Recycle ♻️

Good Morning, Team!  It’s Friday!
It’s Engineers Week, 2019!
When asked what inspired me to become an engineer, my answer is simple, my Father.
A few universal truths that came together for me when I was growing up in a family business:
1. Necessity is the mother of invention.
2. We are shaped by our environment.
3. Always leave things better than you found them.
It was necessary to make enough money to eat and Dad seemed to never catch a break so he made due with what was in front of him.  Kind of an old school McGyver, we made a living and we shaped lives with the broken stuff no one else wanted or knew what to do with:
•Crushing concrete removed from the streets of Fargo when they separated storm sewer from sanitary sewer systems, converting it to aggregate used for commercial and industrial parking lots
•Hauling coal cinders from the local college-served as an effective binder with local soils spread as a layer under concrete mentioned above
•Repairing (or heating homes with) used wooden pallets from the old Steiger factory
•We drove and (constantly) repaired tired iron, the twice retired fleet vehicles people had given up on.  The cost of entry was within our range and most people had forgotten about them before we resurrected those vehicles from various shelter belts
•Even the house we lived in was moved into the neighborhood and the garage moved in later was an old storage building we sided and made pretty (or at least acceptable so the neighbors didn’t petition us to leave)
There is ALWAYS more value, untapped potential, a new way to look at the pile of confounding and complex issues right in front of you.
I am proud to say that my two sons have become successful engineers and I have been blessed to grow up in the engineering world designing, managing and leading projects, efforts, people, divisions and companies who apply the same three universal truths mentioned above.

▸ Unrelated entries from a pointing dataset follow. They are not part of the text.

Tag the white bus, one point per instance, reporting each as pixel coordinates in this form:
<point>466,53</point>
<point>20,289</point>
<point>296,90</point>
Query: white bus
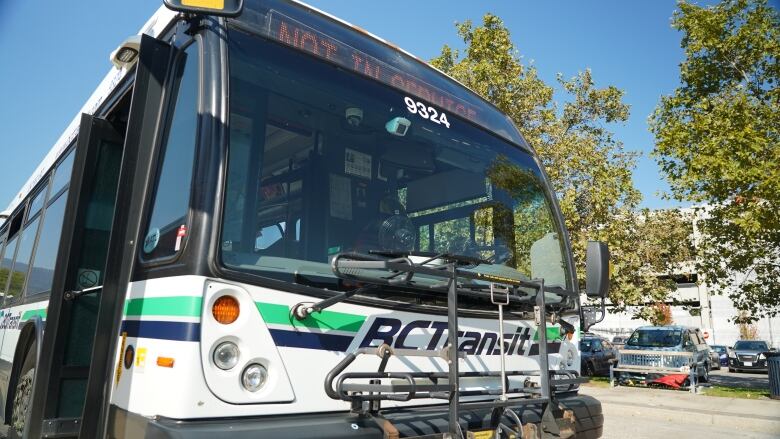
<point>266,222</point>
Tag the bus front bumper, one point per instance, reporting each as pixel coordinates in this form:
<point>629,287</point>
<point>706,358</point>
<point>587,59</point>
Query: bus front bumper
<point>589,422</point>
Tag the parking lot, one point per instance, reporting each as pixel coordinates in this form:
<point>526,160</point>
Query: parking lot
<point>645,413</point>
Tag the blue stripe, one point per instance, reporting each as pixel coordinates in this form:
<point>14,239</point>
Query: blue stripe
<point>311,340</point>
<point>179,331</point>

Dad started in the mechanical engineering program at Notth Dakota State College but never finished the program because the pressure to provide for his family won over school.  His broken dreams have been recycled and turned into a legacy his grandsons keep alive today.
Have a blessed weekend!
published early because,
Although it is highly unlikely you’ll find an engineer tooting their own horn since it lacks humility and is an impractical use of their time.  If you find or know of a wicked problem solver, a creative and critical thinker, give ‘em a back pat, atta boy, thumbs up or buy ‘em a beer.  It’ll be enough.